Die Türkei hat wegen der Bewertung der Gräueltaten an den Armeniern als "Völkermord" durch den Papst ihren Botschafter beim Vatikan nach Ankara zurückbeordert. Das meldete die türkische Nachrichtenagentur Anadolu am Sonntag.

Der Papst hatte zuvor im Zusammenhang mit dem Tod von möglicherweise bis zu 1,5 Millionen Armeniern vor 100 Jahren in einer Messe seinen Vorgänger Johannes Paul II. zitiert, der 2001 vom "ersten Völkermord im 20. Jahrhundert" gesprochen hatte. In einer ersten Reaktion hatte die Türkei, die es als Rechtsnachfolgerin des osmanischen Imperiums ablehnt, von Genozid zu sprechen, schon den Vatikan-Botschafter ins Außenministerium in Ankara vorgeladen.

In einer Messe zum Gedenken an den Massenmord durch die osmanische Regierung vor 100 Jahren sagte der Papst am Sonntag im Petersdom, im vergangenen Jahrhundert habe es "drei gewaltige und beispiellose Tragödien" gegeben, die erste, die "weithin als 'erster Völkermord des 20. Jahrhunderts' gilt", habe das armenische Volk getroffen.

Türken sind empört

Er zitierte damit eine Erklärung von Papst Johannes Paul II. und dem armenischen Patriarchen aus dem Jahr 2000. Das türkische Außenministerium kritisierte die Worte des Papstes und bezeichnete sie als "inakzeptabel". Am 24. April 1915 begann die damalige Regierung des Osmanischen Reiches mit der Verhaftung der Armenier. In der Folgezeit fielen nach armenischen Angaben bis zu 1,5 Millionen Angehörige der Minderheit einem Völkermord zum Opfer.

Die Türkei als Rechtsnachfolgerin des Osmanischen Reiches weist diesen Begriff zurück und setzt die Zahl der Opfer deutlich niedriger an. An der Messe im Petersdom nahmen auch der armenische Patriarch Nerses Bedros XIX. (Tarmouni) und der armenische Präsident Serzh Sarksyan teil. Ob der Papst den Begriff Völkermord benutzen würde, war mit besonderer Spannung erwartet worden.

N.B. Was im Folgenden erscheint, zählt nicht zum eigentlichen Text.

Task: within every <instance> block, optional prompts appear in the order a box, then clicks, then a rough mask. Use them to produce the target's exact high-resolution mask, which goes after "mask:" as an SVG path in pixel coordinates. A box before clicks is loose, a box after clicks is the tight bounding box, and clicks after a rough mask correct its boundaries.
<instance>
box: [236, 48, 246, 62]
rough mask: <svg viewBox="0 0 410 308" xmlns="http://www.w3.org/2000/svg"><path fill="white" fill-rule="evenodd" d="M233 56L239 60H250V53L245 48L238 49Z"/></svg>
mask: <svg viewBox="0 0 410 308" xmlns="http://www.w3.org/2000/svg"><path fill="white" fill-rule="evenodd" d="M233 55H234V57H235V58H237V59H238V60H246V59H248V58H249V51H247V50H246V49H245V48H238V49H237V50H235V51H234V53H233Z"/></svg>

Der Papst sagte, für die beiden anderen Völkermorde des 20. Jahrhunderts seien der "Nazismus und Stalinismus" verantwortlich. In jüngerer Vergangenheit habe es aber noch weitere Massenmorde gegeben, etwa in Kambodscha, Ruanda, Burundi und Bosnien. Die Menschheit sei offenbar nicht dazu in der Lage, "dem Vergießen von unschuldigem Blut ein Ende zu setzen", sagte Franziskus.

Nicht das erste Mal

Das türkische Außenministerium warnte den Vatikan davor "Schritte vorzunehmen, die irreparable Konsequenzen für unsere Beziehungen haben könnten." Vom Pontifikat werde erwartet, zum Weltfrieden beizutragen, statt Feindseligkeiten über historische Ereignisse zu schüren, hieß es weiter. Der Vatikan hatte am Sonntag nicht das erste Mal von "Genozid" gesprochen. Im Jahr 2006, als Jorge Mario Bergoglio noch Erzbischof von Buenos Aires war, hatte er die Türkei aufgefordert, die Massaker als "das größte jemals von der ottomanischen Türkei begangene Verbrechen gegen das armenische Volk und die Menschheit insgesamt" anzuerkennen.

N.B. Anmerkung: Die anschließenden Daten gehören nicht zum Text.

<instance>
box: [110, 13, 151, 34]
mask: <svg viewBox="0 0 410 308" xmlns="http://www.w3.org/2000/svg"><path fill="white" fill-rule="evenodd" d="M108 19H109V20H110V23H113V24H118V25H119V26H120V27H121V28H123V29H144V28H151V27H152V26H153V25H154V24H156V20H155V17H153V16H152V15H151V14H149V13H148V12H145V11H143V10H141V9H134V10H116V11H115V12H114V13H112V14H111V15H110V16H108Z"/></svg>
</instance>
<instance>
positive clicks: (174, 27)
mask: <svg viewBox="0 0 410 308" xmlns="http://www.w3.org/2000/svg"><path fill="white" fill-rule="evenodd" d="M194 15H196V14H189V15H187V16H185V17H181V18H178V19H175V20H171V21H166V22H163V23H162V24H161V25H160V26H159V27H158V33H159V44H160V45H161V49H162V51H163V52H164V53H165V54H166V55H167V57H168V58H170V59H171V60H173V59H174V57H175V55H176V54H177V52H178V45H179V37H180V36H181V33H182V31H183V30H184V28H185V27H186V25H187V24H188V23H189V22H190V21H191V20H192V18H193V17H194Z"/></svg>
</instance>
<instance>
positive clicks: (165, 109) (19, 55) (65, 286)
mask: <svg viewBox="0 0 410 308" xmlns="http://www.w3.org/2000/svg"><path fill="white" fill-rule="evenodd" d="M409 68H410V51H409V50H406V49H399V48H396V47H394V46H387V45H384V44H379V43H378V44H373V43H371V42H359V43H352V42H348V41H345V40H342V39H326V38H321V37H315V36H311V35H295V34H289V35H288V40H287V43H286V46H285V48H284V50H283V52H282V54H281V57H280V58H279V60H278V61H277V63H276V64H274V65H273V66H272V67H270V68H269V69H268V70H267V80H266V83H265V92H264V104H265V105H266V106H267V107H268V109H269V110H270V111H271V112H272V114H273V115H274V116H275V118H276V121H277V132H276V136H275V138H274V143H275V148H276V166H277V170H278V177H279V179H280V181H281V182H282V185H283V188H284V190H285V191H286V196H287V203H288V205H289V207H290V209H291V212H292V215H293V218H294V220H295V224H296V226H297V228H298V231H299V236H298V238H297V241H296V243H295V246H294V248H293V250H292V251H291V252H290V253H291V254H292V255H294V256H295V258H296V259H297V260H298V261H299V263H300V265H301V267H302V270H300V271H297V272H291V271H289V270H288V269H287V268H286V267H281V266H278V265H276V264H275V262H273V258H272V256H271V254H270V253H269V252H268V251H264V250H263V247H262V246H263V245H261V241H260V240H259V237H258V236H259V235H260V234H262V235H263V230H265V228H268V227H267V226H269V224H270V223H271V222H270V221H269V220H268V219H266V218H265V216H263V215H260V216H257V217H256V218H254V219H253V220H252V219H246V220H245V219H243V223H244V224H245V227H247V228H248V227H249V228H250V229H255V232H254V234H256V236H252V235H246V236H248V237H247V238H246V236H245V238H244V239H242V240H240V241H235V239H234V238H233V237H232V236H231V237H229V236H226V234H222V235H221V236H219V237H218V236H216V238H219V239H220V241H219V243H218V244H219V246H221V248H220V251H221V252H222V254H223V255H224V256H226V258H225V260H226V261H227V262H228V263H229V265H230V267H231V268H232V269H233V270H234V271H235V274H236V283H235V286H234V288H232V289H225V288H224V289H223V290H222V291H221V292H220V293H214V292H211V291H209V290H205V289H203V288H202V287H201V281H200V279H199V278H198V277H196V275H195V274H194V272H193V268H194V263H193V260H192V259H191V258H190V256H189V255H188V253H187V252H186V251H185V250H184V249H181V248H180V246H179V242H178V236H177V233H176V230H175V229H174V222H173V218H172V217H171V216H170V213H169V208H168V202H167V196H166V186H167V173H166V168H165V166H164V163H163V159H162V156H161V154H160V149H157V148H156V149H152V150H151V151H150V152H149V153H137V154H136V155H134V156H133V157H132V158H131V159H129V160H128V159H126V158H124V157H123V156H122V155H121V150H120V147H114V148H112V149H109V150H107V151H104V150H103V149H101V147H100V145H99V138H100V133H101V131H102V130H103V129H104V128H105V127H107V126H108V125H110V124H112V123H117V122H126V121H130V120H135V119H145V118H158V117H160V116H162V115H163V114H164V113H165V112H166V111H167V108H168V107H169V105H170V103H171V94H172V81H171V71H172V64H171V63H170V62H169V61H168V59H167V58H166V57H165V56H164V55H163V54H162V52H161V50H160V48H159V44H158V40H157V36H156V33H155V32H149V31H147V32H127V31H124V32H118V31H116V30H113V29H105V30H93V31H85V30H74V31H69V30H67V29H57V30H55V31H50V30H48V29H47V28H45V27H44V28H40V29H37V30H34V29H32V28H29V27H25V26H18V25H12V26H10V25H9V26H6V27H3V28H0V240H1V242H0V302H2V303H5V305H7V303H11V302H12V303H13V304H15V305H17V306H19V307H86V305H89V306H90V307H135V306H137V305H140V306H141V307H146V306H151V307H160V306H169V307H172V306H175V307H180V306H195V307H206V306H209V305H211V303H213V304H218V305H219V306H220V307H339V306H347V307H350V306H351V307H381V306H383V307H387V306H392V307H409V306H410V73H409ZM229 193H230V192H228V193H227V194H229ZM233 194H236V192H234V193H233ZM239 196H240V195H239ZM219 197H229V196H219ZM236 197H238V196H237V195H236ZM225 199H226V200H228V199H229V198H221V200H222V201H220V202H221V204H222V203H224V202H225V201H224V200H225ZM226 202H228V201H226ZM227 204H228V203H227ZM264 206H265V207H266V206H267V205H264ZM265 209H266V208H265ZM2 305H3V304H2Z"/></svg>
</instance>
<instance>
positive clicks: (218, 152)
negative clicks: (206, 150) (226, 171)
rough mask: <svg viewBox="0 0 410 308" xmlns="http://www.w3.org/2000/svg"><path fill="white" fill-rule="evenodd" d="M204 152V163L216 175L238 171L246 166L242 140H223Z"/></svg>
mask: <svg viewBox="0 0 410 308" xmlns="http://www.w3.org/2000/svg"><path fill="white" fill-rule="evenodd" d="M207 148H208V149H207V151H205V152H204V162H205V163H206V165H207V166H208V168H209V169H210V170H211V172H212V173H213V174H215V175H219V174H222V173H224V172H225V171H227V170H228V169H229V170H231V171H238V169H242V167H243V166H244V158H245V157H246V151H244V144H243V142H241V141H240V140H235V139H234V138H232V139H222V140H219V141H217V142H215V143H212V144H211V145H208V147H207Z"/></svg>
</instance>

Ankara legte daraufhin Beschwerde ein und zitierte den Apostolischen Nuntius ins Außenministerium. Als Franziskus die Gräueltaten an den Armeniern knapp drei Monate nach seinem Amtsantritt als Papst, Anfang Juni 2013, schon einmal als "ersten Genozid des 20. Jahrhunderts" bezeichnete, protestierte die Türkei ebenfalls offiziell. "Absolut inakzeptabel" sei diese Äußerung, hieß es in einer Erklärung des Außenministeriums in Ankara. Wieder wurde der vatikanische Botschafter zu einem Gespräch zitiert. Der Begriff war nicht in einer offiziellen Stellungnahme gefallen, sondern im persönlichen Gespräch mit Nachfahren von Opfern der Vertreibung am Rande einer Privataudienz für Nerses Bedros XIX. (Tarmouni) im Vatikan. Bekannt wurde die Äußerung durch einen Mitschnitt des vatikanischen Fernsehens.